As part of Consumers Energy’s Experimental Advanced Renewable Program, the power company will buy back the generated power for 12 years at a preferred rate. After that, power will be fed directly into the building’s use.
And while the current panels don’t provide enough energy to alone power the massive plant, there’s plenty more room on the roof, Padnos said. He and a panel of energy experts on hand said they fully expect technology to improve and costs to come down, in part thanks to experimental projects like the Padnos project.
Those projects are necessary for Consumers to study the engineering and technology needed to better utilize renewable and distributive power systems, explained Jon Allan, executive director of environmental policy and intergovernmental affairs for Consumers.
Meanwhile, the Padnos company’s $1.27 million investment should be paid back in eight or nine years, Padnos said. Beyond that, he said, it’s important for government and industry to push ahead.

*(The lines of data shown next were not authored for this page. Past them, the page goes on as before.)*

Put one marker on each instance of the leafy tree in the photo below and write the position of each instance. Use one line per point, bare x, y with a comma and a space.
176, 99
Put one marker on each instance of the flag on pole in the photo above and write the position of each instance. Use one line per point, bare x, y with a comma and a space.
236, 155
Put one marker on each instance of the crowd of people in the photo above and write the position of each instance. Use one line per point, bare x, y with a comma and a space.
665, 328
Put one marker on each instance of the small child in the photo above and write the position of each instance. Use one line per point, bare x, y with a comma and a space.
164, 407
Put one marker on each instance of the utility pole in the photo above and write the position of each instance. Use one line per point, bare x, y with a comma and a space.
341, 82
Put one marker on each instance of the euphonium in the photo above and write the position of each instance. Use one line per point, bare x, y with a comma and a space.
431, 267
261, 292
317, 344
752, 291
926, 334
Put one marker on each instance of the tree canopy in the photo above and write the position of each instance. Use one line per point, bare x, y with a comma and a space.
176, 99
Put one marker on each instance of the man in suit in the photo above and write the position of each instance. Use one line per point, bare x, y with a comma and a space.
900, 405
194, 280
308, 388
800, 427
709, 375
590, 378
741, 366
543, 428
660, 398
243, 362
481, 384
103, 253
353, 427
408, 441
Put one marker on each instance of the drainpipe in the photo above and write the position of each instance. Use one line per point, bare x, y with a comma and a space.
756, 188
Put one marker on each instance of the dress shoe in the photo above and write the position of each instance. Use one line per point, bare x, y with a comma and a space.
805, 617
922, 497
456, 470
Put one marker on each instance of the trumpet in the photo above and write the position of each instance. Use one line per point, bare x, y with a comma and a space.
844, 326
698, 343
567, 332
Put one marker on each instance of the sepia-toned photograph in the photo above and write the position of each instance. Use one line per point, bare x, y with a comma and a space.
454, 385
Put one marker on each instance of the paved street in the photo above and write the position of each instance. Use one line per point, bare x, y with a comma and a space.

“This company has always been very committed to the best use of all resources,” Padnos said.
The project suited the facility at 500 44th St. SW because it has a large, flat roof and is near the power grid — and because while Holland has more wind, Grand Rapids has more sunshine, Padnos noted.
“This is a great example of an organization wanting to do something good and then figuring out a way to do it,” said Fred P. Keller, chairman and CEO of Cascade Engineering and its division, Cascade Renewable Energy, which handled the installation.
Padnos said the relationship between his family business and Keller’s, dating back 60 years, gave him the confidence to move ahead quickly.
State Sen. Patricia Birkholz, R-Saugatuck Township, talked about a long, hot summer spent in negotiations to pass P.A. 295 in 2008, also known as the Clean, Renewable, and Efficient Energy Act that mandates 10 percent renewable energy and other initiatives — including incentives that helped attract the new battery plants to Holland.
Padnos pointed out that while his “conservative Republican” inclination, like Birkholz’s, is against government mandate, government can push for long-term benefits, including renewable energy.
“The market left all by itself can be short-term oriented,” he said. “Government can help bridge that gap.”
Business, legislative, energy and Public Service Commission representatives all emphasized the need to look to the long-term, to push projects like the Padnos one to develop technology and bring down cost.
Meanwhile, above them on a cloudy day, 636 panels were cranking out kilowatts.
“It may seem a bit counterintuitive to launch a solar energy project in Michigan at a time of year when additional snowfall is still a distinct possibility,” said Keller. “The Cascade and Padnos teams agree this project illustrates both the year-round capability of today’s solar energy solutions and the real hope that renewable energy can offer the state’s struggling economy.”